A joint statement issued after the meeting outlined the commitment of both sides to fight terrorism, boost trade and keep the peace process going.
Indian foreign policy experts, including former Foreign Secretary Kanwal Sibal, objected to the reference to counterterrorism and progress on the Mumbai trials while omitting altogether any reference to the status of the trials of those charged in the conspiracy in Pakistan.“There should have been a more extended reference to terrorism,” said former deputy national security adviser Leela Ponappa.
Aside from an agreement on facilitating each other’s prisoners, the two sides also agreed on a slew of confidence building measures (CBMs) on Kashmir.

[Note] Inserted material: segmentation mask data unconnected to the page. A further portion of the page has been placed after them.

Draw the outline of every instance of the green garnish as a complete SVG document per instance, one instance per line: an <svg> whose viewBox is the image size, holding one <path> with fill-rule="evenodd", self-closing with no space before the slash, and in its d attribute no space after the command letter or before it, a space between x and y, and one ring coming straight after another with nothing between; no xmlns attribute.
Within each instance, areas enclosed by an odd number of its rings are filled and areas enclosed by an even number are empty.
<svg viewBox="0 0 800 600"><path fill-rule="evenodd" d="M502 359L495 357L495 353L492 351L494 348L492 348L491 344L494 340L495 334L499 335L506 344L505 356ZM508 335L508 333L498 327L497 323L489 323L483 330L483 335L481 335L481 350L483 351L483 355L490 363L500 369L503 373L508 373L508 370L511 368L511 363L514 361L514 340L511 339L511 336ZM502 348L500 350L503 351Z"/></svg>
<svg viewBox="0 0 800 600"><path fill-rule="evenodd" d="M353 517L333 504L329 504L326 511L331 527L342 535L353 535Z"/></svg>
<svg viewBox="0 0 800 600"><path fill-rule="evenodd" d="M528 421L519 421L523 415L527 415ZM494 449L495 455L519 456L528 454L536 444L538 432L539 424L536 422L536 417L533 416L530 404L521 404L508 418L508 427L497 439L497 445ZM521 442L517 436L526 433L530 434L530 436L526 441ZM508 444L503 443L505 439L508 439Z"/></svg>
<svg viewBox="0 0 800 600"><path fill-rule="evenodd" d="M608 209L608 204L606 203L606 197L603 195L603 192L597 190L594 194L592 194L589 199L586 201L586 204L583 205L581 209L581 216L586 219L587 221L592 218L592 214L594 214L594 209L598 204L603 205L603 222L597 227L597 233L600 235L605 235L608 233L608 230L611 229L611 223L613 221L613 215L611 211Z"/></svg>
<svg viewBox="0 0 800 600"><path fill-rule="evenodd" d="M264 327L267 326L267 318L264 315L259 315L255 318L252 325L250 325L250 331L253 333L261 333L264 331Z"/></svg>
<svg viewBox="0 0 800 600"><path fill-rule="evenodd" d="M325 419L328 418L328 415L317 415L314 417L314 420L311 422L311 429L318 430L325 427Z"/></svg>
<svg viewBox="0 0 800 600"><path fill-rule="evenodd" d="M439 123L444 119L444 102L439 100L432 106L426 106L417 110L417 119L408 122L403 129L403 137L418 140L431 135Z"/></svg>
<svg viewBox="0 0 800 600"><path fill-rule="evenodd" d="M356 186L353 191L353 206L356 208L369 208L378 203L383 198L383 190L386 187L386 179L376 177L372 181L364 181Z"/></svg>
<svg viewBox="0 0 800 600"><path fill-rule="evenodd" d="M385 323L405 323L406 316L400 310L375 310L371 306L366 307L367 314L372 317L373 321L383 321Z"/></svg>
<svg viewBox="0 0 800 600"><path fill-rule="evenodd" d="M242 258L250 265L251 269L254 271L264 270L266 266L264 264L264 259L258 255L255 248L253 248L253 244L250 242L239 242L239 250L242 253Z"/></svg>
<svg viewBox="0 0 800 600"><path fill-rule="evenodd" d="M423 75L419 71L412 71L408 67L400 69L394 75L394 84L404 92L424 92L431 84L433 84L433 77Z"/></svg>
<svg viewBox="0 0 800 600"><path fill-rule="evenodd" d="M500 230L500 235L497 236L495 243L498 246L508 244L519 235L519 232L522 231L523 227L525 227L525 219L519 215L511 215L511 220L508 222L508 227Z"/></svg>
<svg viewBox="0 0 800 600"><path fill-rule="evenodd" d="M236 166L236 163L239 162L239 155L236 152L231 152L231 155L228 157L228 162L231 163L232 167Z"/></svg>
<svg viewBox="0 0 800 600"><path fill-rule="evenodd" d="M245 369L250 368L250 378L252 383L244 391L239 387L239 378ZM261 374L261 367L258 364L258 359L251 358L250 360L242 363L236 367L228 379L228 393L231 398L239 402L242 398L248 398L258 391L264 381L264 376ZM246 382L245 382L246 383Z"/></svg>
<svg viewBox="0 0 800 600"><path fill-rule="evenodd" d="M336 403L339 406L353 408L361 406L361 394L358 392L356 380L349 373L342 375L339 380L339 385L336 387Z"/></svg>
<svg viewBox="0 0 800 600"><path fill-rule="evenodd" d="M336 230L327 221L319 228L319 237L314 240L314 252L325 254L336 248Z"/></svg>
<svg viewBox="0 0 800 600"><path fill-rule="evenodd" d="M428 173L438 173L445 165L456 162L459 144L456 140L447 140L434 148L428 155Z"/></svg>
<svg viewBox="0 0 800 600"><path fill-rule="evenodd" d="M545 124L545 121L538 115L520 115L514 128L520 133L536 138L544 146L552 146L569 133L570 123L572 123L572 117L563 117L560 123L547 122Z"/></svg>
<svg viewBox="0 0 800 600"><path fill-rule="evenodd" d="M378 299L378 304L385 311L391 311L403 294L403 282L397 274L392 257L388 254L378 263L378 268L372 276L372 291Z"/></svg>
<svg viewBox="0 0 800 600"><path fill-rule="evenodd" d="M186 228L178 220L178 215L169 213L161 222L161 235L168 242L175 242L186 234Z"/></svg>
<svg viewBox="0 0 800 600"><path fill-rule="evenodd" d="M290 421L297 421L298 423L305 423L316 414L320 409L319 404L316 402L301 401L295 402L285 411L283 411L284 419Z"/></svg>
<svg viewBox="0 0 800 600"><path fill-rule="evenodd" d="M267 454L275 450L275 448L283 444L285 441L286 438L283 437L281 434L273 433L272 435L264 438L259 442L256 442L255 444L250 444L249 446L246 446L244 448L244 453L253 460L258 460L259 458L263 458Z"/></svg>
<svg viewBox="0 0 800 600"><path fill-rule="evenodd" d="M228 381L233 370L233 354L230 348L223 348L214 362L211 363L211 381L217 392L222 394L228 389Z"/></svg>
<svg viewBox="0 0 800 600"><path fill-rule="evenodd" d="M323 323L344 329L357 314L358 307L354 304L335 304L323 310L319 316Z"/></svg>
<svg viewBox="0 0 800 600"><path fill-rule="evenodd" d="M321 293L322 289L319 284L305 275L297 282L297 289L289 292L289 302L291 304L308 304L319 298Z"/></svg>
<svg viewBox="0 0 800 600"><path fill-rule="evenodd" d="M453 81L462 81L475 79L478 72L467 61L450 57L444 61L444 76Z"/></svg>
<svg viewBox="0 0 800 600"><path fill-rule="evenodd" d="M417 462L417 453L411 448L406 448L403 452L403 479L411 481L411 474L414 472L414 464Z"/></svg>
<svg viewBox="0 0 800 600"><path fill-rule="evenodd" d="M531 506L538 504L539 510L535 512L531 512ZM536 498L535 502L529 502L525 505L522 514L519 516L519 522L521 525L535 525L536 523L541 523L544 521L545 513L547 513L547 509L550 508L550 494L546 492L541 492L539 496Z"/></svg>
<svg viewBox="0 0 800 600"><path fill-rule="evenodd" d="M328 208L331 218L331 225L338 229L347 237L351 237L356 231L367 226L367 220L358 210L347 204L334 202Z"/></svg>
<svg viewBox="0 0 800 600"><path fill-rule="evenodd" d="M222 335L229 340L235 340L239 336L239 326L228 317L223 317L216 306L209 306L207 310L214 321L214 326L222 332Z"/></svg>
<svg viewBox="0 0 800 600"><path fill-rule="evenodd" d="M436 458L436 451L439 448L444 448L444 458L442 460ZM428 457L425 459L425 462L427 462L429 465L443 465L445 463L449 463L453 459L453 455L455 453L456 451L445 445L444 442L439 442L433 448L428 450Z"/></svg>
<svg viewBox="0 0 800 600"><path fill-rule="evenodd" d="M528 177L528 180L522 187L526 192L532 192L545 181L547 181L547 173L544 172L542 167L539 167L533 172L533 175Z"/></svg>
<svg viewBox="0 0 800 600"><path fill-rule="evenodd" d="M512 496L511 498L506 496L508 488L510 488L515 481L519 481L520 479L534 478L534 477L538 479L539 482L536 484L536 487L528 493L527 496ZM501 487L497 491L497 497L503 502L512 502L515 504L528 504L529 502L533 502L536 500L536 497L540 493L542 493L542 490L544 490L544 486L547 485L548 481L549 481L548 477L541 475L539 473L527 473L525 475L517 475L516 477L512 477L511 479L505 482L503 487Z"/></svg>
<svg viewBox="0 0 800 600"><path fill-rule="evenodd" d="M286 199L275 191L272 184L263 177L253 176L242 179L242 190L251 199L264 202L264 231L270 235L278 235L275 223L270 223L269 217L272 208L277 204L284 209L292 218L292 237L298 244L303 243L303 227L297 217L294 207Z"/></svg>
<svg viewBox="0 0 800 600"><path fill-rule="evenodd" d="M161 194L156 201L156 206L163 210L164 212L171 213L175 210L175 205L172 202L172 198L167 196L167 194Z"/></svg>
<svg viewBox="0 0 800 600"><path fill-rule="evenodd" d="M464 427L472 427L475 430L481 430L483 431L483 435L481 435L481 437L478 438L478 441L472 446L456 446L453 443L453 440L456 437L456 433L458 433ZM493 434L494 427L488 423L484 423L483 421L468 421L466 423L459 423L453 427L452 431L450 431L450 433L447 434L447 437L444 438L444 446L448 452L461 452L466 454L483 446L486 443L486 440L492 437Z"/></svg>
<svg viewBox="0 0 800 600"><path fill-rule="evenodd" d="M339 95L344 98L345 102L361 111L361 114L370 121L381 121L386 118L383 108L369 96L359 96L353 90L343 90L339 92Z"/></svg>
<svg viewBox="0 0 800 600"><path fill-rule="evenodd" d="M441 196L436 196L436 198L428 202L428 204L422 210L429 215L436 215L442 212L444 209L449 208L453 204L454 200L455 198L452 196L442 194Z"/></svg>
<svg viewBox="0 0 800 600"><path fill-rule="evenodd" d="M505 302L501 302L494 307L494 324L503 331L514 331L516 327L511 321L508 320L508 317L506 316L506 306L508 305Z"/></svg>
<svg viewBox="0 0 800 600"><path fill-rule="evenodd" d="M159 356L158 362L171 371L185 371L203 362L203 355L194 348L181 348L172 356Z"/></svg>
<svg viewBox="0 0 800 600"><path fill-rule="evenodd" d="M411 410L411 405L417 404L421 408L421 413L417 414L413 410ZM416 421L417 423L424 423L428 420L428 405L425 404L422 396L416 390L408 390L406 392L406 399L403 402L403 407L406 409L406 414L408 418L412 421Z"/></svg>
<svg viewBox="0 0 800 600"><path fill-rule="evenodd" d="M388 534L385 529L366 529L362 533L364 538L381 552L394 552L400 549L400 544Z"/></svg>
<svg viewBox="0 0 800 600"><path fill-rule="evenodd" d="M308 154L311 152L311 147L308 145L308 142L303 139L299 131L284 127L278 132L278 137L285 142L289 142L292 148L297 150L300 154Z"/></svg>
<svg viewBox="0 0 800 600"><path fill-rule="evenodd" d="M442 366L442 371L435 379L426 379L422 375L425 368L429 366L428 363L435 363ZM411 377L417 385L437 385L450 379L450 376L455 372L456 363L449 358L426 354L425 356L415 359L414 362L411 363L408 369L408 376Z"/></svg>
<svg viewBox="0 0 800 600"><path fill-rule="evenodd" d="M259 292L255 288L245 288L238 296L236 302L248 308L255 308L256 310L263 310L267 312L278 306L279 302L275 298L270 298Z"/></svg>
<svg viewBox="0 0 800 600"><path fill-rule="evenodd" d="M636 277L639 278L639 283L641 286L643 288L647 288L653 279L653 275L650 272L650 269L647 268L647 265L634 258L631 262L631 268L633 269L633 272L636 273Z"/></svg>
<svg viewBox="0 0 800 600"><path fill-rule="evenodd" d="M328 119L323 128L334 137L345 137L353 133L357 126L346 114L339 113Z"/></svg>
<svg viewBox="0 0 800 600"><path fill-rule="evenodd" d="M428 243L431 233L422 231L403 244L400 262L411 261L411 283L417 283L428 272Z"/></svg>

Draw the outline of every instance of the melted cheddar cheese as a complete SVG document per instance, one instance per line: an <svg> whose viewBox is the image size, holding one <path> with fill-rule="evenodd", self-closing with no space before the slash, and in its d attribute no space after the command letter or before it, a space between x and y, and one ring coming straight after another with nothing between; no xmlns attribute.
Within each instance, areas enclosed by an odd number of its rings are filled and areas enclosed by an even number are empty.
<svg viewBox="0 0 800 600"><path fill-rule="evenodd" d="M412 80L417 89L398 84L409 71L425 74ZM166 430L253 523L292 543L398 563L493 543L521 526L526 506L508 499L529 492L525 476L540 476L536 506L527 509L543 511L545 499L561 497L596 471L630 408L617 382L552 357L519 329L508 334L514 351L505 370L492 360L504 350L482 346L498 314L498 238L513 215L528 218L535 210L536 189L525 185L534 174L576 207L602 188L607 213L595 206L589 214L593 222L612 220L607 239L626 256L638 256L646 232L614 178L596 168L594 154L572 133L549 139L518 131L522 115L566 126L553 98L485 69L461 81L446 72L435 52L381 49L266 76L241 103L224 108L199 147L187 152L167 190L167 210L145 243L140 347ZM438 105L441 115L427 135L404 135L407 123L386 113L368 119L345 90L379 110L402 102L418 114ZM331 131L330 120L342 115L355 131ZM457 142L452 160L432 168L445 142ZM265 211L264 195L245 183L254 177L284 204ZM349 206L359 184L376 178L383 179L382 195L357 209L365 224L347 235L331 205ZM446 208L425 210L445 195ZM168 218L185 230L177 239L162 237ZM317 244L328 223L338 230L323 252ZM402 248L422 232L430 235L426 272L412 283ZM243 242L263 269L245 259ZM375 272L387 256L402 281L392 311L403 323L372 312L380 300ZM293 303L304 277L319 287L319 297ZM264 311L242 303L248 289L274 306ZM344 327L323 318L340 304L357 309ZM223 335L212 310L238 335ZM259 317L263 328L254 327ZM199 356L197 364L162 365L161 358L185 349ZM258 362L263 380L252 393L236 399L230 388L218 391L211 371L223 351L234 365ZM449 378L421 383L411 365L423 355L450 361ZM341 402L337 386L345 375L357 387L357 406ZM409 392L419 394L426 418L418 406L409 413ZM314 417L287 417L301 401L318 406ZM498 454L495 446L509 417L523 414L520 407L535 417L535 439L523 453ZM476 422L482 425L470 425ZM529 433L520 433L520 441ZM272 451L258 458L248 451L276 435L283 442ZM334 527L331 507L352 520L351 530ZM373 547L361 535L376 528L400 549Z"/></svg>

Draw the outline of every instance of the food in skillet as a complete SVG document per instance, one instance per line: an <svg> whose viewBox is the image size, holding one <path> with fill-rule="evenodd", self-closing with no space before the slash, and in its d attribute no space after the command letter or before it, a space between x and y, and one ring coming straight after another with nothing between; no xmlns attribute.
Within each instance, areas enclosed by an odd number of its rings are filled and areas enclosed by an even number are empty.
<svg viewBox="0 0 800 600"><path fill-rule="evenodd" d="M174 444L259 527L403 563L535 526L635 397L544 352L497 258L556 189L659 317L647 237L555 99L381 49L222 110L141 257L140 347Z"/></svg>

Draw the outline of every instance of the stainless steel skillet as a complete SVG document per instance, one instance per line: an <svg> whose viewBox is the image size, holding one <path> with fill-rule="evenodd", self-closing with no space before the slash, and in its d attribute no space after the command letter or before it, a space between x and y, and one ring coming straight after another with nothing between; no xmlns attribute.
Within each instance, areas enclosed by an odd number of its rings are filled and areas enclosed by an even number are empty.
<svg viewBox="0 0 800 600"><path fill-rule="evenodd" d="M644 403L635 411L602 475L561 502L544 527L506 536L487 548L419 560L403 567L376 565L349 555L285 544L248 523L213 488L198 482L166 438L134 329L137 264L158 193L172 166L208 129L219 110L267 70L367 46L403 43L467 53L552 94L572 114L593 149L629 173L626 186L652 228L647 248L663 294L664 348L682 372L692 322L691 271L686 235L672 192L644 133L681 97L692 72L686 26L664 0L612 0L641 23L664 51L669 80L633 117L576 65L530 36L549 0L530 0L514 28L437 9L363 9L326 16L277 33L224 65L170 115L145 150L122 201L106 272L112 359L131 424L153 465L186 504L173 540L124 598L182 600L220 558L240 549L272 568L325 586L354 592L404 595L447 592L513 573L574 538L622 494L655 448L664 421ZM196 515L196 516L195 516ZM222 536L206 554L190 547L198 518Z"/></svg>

But on the progress of the trials of the Mumbai blasts, the Indian side said it got no convincing assurances from Pakistan.
“Pakistan said: we are also victims of terror. But where is the equivalence? Pakistan is a victim because of its own mistakes. But we (India) are victims because Pakistan nurtures terrorists. What has changed after these talks?” asked Kanwal Sibal.
Despite the official upbeat assessment of the talks, it appears that Khar’s meetings with Kashmiri politicians have not gone down well with the Indians. She met Syed Ali Geelani and Mirwaiz Umar Farooq, chiefs of their respective factions of the All Parties Hurriyat Conference (APHC) on Tuesday.
Foreign Secretary Nirupama Rao said the meetings illustrated the ‘divergence’ between the two countries. “We have a very different point of view from Pakistan on that particular event (the meeting) and we have expressed our concerns in a frank and candid manner to the Pakistan side,” Rao told reporters.
Pakistan Foreign Secretary Salman Bashir moved quickly to dismiss the Indian apprehensions. “This matter of the meeting yesterday cannot be construed in any manner including intentionally or by design to cast any shadow on today’s talks,” he said. “I think we should not read more into it.”
Prime Minister Singh accepted an invitation to visit Pakistan at mutually convenient dates. (With additional input from AFP)
Published in The Express Tribune, July 28th, 2011.